Gli incendi spingono gli alberi a spostarsi verso condizioni climatiche migliori
Gli incendi spingono gli alberi a spostarsi verso condizioni climatiche migliori

Con il cambiamento climatico, l’aumento delle temperature e la siccità, gli alberi si stanno spostando. Nel senso che le specie arboree si dirigono verso luoghi più freschi o più umidi. Lo spiega una ricerca dell’Università di Stanford, che racconta anche come una grande responsabilità di questo fenomeno sia da addebitare agli incendi. Gli incendi stanno accelerando questo processo, ma possono anche diventare una risorsa, se controllati e a bassa intensità, per favorire l’adattamento delle piante.


Gli alberi si muovono

Lo studio americano, pubblicato su Nature Communications, è un campanello d’allarme sullo stato del nostro pianeta e solleva interrogativi su come gestire la Terra in un'era di cambiamenti repentini dell’ecosistema.
Utilizzando i dati del servizio forestale degli Stati Uniti su 74 mila appezzamenti di terra in diversi stati occidentali, i ricercatori di Stanford hanno scoperto alcune specie di alberi che stanno spostando la loro area vitale verso zone più umide, in risposta al recente surriscaldamento del pianeta e alla sua progressiva essiccazione. Hanno poi confrontato il tasso di questi spostamenti con gli incendi e hanno scoperto ad esempio che piante come l'abete di Douglas e il leccio del canyon si spostavano con un raggio più ampio quando vivevano in aree flagellate da incendi.

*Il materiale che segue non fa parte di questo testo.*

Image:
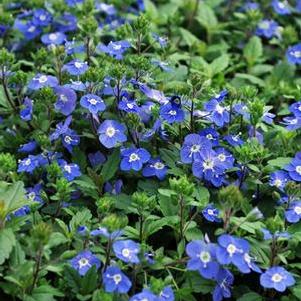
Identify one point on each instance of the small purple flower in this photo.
(133, 158)
(126, 250)
(279, 179)
(115, 280)
(155, 168)
(54, 38)
(93, 103)
(66, 100)
(231, 250)
(41, 81)
(281, 7)
(293, 54)
(28, 164)
(76, 67)
(202, 258)
(193, 147)
(293, 213)
(172, 113)
(28, 147)
(115, 49)
(70, 171)
(277, 278)
(111, 133)
(84, 261)
(211, 214)
(267, 28)
(26, 112)
(224, 281)
(294, 168)
(166, 294)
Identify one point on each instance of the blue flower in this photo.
(126, 250)
(293, 54)
(293, 213)
(155, 168)
(210, 134)
(208, 165)
(84, 261)
(76, 67)
(28, 29)
(267, 28)
(202, 258)
(172, 113)
(26, 112)
(231, 250)
(41, 17)
(133, 158)
(28, 164)
(115, 280)
(294, 168)
(193, 147)
(279, 179)
(28, 147)
(145, 295)
(219, 114)
(41, 81)
(166, 294)
(70, 171)
(224, 281)
(211, 214)
(93, 103)
(277, 278)
(281, 7)
(66, 100)
(111, 133)
(102, 231)
(115, 49)
(54, 38)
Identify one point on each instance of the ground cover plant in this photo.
(150, 150)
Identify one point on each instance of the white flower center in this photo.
(205, 257)
(277, 277)
(27, 162)
(297, 210)
(134, 157)
(42, 79)
(53, 36)
(93, 101)
(126, 252)
(208, 164)
(195, 148)
(298, 169)
(231, 249)
(67, 168)
(110, 131)
(83, 262)
(159, 165)
(117, 278)
(31, 29)
(78, 64)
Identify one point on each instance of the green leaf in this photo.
(250, 297)
(280, 162)
(7, 242)
(206, 17)
(111, 166)
(253, 50)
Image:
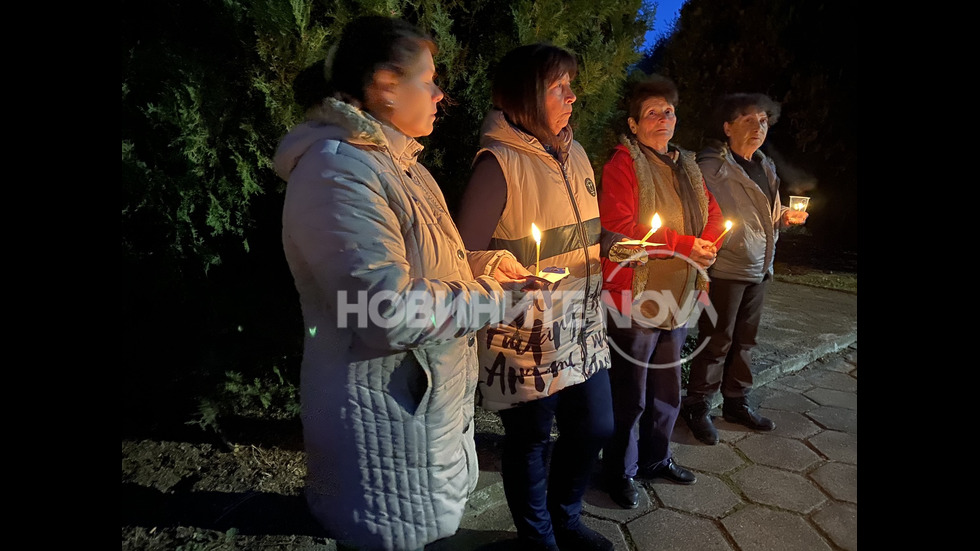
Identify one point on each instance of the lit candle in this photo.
(537, 241)
(654, 226)
(728, 226)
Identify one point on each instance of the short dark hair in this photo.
(370, 43)
(650, 87)
(733, 106)
(521, 80)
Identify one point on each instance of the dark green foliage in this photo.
(802, 54)
(207, 92)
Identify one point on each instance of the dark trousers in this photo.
(725, 363)
(542, 496)
(645, 378)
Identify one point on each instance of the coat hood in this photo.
(337, 120)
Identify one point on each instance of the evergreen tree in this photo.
(802, 54)
(207, 92)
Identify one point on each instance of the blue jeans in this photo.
(725, 363)
(645, 378)
(540, 496)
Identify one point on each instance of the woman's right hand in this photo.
(704, 253)
(512, 276)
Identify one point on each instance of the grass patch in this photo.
(838, 281)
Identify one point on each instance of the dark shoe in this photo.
(671, 471)
(623, 491)
(699, 420)
(524, 544)
(581, 538)
(737, 411)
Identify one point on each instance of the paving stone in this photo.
(709, 496)
(839, 522)
(790, 424)
(835, 418)
(756, 528)
(837, 446)
(834, 380)
(791, 383)
(664, 530)
(783, 489)
(776, 451)
(611, 530)
(834, 364)
(837, 479)
(835, 398)
(493, 518)
(717, 459)
(789, 401)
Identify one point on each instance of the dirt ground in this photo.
(187, 489)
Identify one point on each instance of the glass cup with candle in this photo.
(798, 202)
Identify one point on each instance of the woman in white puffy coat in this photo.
(390, 298)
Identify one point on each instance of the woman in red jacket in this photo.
(651, 305)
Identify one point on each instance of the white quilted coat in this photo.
(387, 407)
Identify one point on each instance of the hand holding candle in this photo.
(537, 241)
(728, 226)
(654, 226)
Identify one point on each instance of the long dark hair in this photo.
(367, 44)
(521, 81)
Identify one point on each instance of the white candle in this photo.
(537, 241)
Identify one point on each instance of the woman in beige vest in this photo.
(549, 364)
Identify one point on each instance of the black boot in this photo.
(737, 410)
(697, 417)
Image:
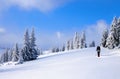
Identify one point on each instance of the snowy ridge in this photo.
(75, 64)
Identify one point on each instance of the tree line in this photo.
(28, 52)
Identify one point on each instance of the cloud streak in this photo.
(42, 5)
(94, 32)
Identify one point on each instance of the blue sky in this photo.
(55, 20)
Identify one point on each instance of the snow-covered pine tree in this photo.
(110, 41)
(15, 55)
(4, 57)
(76, 41)
(33, 50)
(104, 37)
(68, 45)
(20, 60)
(10, 52)
(63, 48)
(26, 49)
(71, 46)
(83, 41)
(92, 44)
(114, 35)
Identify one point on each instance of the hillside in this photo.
(76, 64)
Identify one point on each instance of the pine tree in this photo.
(92, 44)
(63, 48)
(72, 47)
(26, 49)
(68, 45)
(113, 39)
(20, 60)
(15, 55)
(104, 37)
(76, 41)
(83, 41)
(110, 41)
(10, 53)
(33, 50)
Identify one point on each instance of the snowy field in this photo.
(76, 64)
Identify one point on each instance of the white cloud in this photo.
(2, 30)
(42, 5)
(94, 32)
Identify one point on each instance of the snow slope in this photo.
(76, 64)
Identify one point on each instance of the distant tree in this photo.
(68, 45)
(4, 57)
(26, 49)
(104, 38)
(29, 51)
(10, 53)
(57, 49)
(20, 60)
(83, 41)
(72, 47)
(33, 50)
(92, 44)
(113, 39)
(63, 48)
(76, 40)
(15, 55)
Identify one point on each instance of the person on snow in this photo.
(98, 51)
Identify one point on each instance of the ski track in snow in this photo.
(75, 64)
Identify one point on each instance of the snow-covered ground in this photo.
(75, 64)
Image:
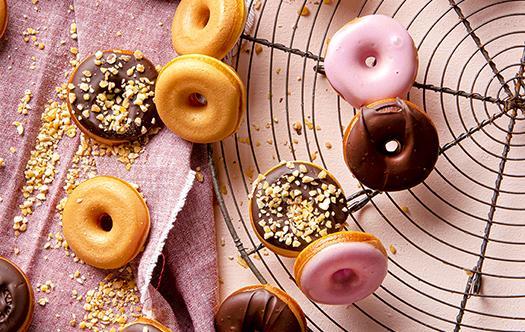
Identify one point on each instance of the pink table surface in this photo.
(442, 233)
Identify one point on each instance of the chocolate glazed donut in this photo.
(260, 309)
(16, 298)
(391, 145)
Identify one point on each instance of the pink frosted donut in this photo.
(371, 58)
(341, 268)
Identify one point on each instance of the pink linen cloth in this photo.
(180, 254)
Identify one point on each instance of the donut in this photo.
(200, 98)
(106, 222)
(391, 145)
(371, 58)
(144, 324)
(110, 96)
(341, 268)
(295, 203)
(209, 27)
(17, 300)
(3, 17)
(260, 308)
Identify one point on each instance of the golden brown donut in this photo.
(289, 204)
(200, 98)
(110, 96)
(260, 308)
(210, 27)
(391, 145)
(106, 222)
(3, 17)
(144, 324)
(17, 300)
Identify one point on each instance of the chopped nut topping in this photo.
(297, 208)
(112, 102)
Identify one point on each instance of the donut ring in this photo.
(289, 204)
(17, 300)
(144, 324)
(341, 268)
(260, 308)
(403, 125)
(97, 85)
(106, 222)
(210, 27)
(371, 58)
(200, 98)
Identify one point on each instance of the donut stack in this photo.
(298, 209)
(199, 97)
(390, 144)
(118, 96)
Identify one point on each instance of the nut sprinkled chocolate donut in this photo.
(295, 203)
(16, 298)
(391, 145)
(260, 308)
(110, 96)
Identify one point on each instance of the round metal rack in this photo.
(470, 81)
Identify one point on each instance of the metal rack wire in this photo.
(509, 103)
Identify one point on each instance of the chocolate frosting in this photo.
(256, 310)
(15, 298)
(140, 327)
(93, 66)
(338, 210)
(393, 120)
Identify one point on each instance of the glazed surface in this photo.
(140, 327)
(386, 121)
(256, 310)
(111, 95)
(343, 273)
(15, 298)
(382, 38)
(304, 203)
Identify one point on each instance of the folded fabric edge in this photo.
(145, 298)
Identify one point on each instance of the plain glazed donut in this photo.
(260, 308)
(200, 98)
(110, 96)
(144, 324)
(341, 268)
(210, 27)
(294, 204)
(3, 17)
(371, 58)
(17, 300)
(413, 150)
(106, 222)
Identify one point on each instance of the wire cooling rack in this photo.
(456, 241)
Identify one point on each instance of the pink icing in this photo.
(376, 36)
(343, 273)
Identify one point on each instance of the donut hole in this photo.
(105, 222)
(371, 61)
(392, 146)
(344, 276)
(203, 17)
(197, 100)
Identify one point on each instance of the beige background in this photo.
(441, 234)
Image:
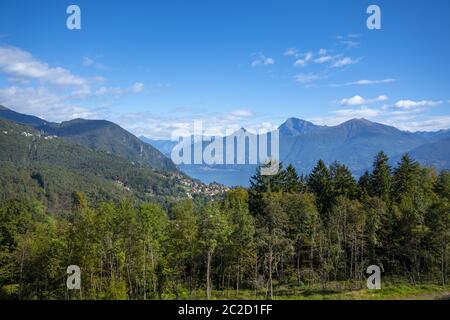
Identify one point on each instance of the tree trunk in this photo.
(208, 275)
(270, 271)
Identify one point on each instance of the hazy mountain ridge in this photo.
(354, 143)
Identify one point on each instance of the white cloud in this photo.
(306, 78)
(358, 113)
(41, 102)
(138, 87)
(262, 61)
(358, 100)
(241, 113)
(365, 82)
(345, 61)
(20, 65)
(290, 52)
(305, 59)
(410, 104)
(323, 59)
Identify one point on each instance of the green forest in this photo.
(284, 235)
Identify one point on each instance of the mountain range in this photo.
(302, 143)
(353, 143)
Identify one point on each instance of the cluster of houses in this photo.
(195, 187)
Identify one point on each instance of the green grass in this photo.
(337, 291)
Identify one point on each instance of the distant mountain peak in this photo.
(294, 127)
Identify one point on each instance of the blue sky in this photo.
(155, 66)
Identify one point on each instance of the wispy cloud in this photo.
(358, 100)
(92, 62)
(20, 65)
(261, 60)
(306, 78)
(349, 41)
(410, 104)
(364, 82)
(344, 61)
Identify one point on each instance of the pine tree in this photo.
(319, 182)
(381, 180)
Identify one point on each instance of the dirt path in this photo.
(430, 296)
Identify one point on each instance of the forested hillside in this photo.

Incendi controllati per favorire la sopravvivenza delle piante

I risultati della ricerca dimostrano che il fuoco può accelerare la migrazione degli alberi, e solleva interrogativi sulla gestione degli incendi, sottolineando l'importanza di quelli a bassa intensità, che potrebbero aiutare l’espansione di certe specie arboree. Sembra paradossale, ma gli incendi pilotati potrebbero alcune specie a allargare il loro areale, verso condizioni adatte alla loro crescita e riproduzione, per sopravvivere meglio. In media si stima che le piante si stanno spostando verso maggiori altitudini al ritmo di 1,5 metri all’anno.
"Forze complesse e interdipendenti stanno plasmando il futuro delle nostre foreste", racconta l'autore principale dello studio Avery Hill, "Abbiamo sfruttato un'immensa quantità di dati ecologici nella speranza di contribuire a un crescente corpo di lavoro volto a gestire queste transizioni ecosistemiche".